Evaluation is Critical
Roman says that it is important for experts to evaluate unknown adrenal masses to carefully rule out a pheochromocytoma, a benign tumor that can release dangerously high levels of catecholamines during a biopsy or surgery, and to rule out hypercortisolism (also know as Cushing's syndrome), and hyperaldosteronism (also known as Conn's syndrome).
All adrenal masses need to be worked up. Biopsy is not indicated, and never before the surgeon has determined to a certainty that the mass is not producing catecholamines. Because of these risks, a biopsy is usually not done for a primary adrenal mass.
Often adrenal masses can be watched; some may need close monitoring. If an adrenal mass produces hormones, grows rapidly, or is large (more than 4 cm), a patient will probably need surgery.

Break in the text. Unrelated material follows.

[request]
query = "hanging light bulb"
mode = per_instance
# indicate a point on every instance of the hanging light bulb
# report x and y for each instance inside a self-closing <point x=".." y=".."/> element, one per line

PRA is not generally used where there are primary malignant adrenal masses, but can be used successfully for removing metastases which have spread to the adrenal glands from other cancers (such as lung, ovary, breast, kidney, and melanoma, among other).
Seamless Multidisciplinary Care
Adrenal masses represent just one type of tumor treated by UCSF endocrine surgeons. The endocrine surgery and oncology group is among the largest in the country, led by a multidisciplinary team of seven endocrine surgeons and a diverse group of specialists including endocrinologists, radiologists, pathologists, medical oncologists, and geneticists.
The team diagnoses and treats the full range of benign and malignant endocrine conditions including thyroid nodules, thyroid cancer, goiters, overactive parathyroid glands, adrenal tumors, neuroendocrine tumors of the pancreas, as well as rare and complex genetic endocrine disorders, such as multiple endocrine neoplasia types 1 and 2 for adult and pediatric patients. Complex cases arereviewed at a tumor board conference.
The team approach results in a seamless patient care experience, allowing patients to see multiple specialists during the same visit with personalized treatment plans tailored to each patient.